LAUSR

Abstract Mucilage produced at the root tips is a soil-born biohydrogel, whose framework is a three-dimensional polysaccharidic polymer network, which can contain over 90% water. The specific biohydrogel properties of mucilage, such as volumetric expansion and shrinkage, affect soil mechanical and hydraulic properties. Still, the physico-chemical mechanisms governing the interactions between mucilage and the porous soil system remain mostly unclear. To our best knowledge, no currently applied method allows the distinction between biohydrogel phases and pore water in the porous soil system. In this work, we used 1 H NMR relaxometry to analyze the presence and properties of biohydrogels in soil. Mucilage in soil leads to a hierarchical pore structure, consisting of the polymeric biohydrogel network surrounded by the surface of soil particles. Water molecules entrapped in mucilage-containing soils revealed an accelerated bulk relaxation and a higher surface relaxivity in comparison with soils not containing mucilage. In model soils, we quantified the gel effect, here defined as the influence of mucilage on proton relaxation.

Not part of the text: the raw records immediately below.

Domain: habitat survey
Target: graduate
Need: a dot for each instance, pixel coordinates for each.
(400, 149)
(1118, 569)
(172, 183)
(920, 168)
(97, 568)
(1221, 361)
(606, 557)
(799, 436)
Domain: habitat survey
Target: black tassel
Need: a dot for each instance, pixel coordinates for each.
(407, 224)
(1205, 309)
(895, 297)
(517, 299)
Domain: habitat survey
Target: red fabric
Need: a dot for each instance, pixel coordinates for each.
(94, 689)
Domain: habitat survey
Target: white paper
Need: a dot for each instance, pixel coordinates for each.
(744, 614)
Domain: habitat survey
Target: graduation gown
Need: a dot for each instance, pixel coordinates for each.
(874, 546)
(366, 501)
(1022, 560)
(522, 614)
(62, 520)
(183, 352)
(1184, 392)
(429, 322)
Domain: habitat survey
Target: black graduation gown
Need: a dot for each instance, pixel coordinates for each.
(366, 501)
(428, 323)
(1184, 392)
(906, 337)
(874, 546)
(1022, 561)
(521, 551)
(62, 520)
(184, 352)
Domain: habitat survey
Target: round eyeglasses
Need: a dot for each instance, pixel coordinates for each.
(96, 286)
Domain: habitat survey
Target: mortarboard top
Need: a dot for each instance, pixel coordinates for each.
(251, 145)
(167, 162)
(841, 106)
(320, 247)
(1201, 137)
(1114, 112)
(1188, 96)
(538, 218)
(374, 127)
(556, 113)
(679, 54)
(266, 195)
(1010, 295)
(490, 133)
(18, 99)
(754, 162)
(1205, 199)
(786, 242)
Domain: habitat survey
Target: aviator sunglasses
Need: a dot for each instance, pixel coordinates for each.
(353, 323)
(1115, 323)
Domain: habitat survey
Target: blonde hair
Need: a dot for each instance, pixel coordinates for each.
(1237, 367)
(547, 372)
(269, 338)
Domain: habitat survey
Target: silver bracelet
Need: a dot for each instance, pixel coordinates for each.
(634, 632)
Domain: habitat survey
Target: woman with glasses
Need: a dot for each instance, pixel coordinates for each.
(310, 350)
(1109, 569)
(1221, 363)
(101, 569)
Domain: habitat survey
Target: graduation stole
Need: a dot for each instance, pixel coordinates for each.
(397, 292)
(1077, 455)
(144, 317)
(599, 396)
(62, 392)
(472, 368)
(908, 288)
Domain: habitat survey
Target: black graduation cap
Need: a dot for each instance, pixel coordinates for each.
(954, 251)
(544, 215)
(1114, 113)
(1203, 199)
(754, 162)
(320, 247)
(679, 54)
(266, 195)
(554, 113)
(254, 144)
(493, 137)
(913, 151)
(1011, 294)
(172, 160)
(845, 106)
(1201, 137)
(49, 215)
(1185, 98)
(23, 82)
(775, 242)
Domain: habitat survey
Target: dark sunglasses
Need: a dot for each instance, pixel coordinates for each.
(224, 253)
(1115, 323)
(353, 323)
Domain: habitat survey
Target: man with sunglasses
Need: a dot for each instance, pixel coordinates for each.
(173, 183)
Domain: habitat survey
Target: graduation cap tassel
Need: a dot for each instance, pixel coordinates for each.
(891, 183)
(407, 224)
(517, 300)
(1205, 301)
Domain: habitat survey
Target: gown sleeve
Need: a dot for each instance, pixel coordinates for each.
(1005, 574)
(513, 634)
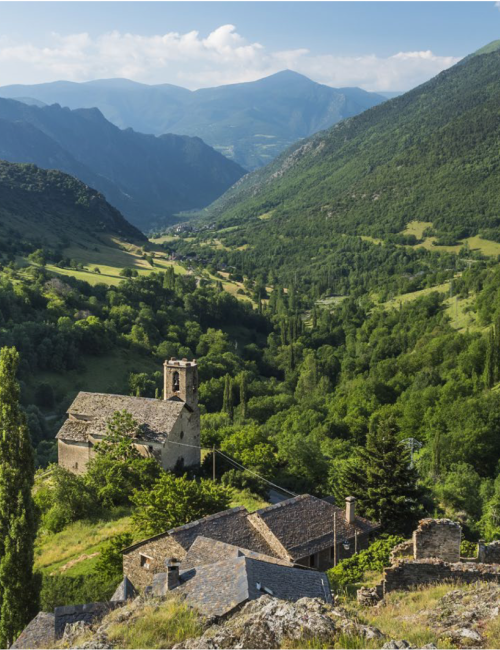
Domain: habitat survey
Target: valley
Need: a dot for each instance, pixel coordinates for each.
(250, 358)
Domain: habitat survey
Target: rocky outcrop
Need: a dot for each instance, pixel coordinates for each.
(266, 623)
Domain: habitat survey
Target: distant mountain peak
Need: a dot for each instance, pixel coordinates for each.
(494, 46)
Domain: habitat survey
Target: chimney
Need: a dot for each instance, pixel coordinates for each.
(172, 575)
(350, 509)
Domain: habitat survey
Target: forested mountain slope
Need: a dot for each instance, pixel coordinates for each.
(52, 208)
(148, 178)
(430, 155)
(250, 123)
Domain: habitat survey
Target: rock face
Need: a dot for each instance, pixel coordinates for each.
(266, 623)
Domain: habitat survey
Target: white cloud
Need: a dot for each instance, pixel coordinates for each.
(224, 56)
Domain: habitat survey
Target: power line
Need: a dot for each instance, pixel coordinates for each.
(234, 462)
(255, 474)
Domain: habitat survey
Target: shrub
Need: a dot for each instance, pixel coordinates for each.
(58, 590)
(175, 501)
(110, 562)
(374, 558)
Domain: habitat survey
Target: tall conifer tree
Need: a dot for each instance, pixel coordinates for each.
(382, 479)
(18, 597)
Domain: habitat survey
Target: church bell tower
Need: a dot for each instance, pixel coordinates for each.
(181, 381)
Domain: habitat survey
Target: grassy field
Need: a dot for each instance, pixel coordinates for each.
(75, 550)
(478, 244)
(74, 545)
(462, 318)
(105, 374)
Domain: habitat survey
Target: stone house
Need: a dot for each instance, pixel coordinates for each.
(169, 428)
(218, 589)
(300, 531)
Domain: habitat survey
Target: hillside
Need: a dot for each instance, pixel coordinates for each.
(251, 123)
(430, 155)
(147, 178)
(51, 208)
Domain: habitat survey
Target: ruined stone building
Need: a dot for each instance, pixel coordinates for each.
(297, 532)
(162, 423)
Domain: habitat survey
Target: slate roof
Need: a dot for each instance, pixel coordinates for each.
(304, 524)
(209, 551)
(125, 591)
(90, 413)
(229, 526)
(217, 589)
(40, 633)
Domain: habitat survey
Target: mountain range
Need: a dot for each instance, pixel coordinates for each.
(430, 155)
(148, 178)
(251, 123)
(54, 209)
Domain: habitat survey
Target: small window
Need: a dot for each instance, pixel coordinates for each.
(145, 561)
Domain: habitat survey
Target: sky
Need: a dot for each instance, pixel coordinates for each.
(378, 45)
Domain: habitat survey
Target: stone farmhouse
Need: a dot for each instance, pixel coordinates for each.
(162, 423)
(298, 532)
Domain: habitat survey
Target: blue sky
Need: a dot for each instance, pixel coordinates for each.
(376, 44)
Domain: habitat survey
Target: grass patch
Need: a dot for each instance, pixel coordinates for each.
(157, 627)
(252, 502)
(106, 374)
(417, 228)
(267, 215)
(404, 615)
(53, 551)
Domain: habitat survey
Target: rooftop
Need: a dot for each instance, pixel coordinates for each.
(217, 589)
(90, 413)
(205, 551)
(304, 524)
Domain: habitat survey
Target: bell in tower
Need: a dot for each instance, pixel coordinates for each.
(181, 381)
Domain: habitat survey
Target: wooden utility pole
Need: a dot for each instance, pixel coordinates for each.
(334, 539)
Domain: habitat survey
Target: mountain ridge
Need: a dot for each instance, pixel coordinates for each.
(249, 122)
(147, 178)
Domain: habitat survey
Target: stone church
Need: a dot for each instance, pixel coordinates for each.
(163, 423)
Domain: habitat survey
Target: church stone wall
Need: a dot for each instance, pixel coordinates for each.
(437, 538)
(74, 456)
(141, 563)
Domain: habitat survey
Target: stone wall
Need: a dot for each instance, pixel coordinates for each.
(405, 549)
(489, 553)
(142, 562)
(74, 456)
(86, 613)
(406, 574)
(437, 538)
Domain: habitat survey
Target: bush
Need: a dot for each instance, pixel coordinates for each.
(468, 549)
(110, 562)
(374, 558)
(64, 498)
(175, 501)
(59, 590)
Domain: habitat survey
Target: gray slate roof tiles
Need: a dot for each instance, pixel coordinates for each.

The difference between transversal and longitudinal relaxation rates was plotted as a function of the reciprocal diameter of the model soil particles for soils containing and not containing mucilage. The gel effect was thereby characterized by an accelerated bulk relaxation and an accelerated surface relaxation , traduced respectively by an increased y-intercept and an increased linear coefficient for mucilage-containing soil.